Conditional logic and event-driven actions using Axure’s dynamic panel and interaction rules
Axure RP is distinct for combining high-fidelity wireframing with built-in interaction logic inside the same authoring environment. It supports component libraries, reusable widgets, and advanced dynamic behaviors like conditional logic and event-driven actions. Teams can generate shareable prototypes and documentation views that reflect states and flows.

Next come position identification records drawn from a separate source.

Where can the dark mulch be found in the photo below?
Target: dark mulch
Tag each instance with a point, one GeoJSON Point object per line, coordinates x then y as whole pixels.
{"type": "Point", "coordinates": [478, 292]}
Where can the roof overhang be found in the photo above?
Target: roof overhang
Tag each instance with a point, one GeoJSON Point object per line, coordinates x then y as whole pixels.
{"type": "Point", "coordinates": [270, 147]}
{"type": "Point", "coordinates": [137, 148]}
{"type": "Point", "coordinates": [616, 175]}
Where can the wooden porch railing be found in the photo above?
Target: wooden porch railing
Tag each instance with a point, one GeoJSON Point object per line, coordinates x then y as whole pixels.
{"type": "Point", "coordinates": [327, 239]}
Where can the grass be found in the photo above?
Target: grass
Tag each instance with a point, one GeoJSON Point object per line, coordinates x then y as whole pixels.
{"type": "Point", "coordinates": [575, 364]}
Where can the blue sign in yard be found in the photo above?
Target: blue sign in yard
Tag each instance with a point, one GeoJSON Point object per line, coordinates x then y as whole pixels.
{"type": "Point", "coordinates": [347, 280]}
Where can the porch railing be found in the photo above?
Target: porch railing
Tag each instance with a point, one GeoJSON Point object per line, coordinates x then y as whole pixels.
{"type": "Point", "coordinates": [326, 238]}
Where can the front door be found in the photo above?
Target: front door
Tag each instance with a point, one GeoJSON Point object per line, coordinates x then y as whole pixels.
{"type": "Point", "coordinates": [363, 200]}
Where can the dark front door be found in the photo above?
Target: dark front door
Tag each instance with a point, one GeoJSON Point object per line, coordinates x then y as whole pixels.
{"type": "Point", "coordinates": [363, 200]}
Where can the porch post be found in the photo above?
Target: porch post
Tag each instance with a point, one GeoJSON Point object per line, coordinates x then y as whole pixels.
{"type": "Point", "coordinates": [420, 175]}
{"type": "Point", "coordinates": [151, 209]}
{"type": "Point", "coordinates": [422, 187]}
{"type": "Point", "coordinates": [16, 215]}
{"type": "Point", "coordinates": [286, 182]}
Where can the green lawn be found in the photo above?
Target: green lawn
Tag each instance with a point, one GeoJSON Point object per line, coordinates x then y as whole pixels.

The tool’s focus stays on web and app UX behavior modeling rather than full design-system governance.
Pros
- Strong conditional logic and event actions for realistic UX prototypes
- Reusable components and libraries speed up multi-screen workflows
- State-based interactions handle complex UI patterns without extra tooling
- Built-in documentation views help align prototypes and specs
Cons
- Interaction setup can become verbose for large prototypes
- Performance and authoring comfort can degrade with very complex pages
- Collaboration features are less streamlined than dedicated prototyping platforms
- Design-system scale management needs external process and discipline
Best For
Product teams creating behavior-rich prototypes with reusable components and specs
Sketch
vector UIVector UI design with symbol libraries and prototyping features for interactive screen flows.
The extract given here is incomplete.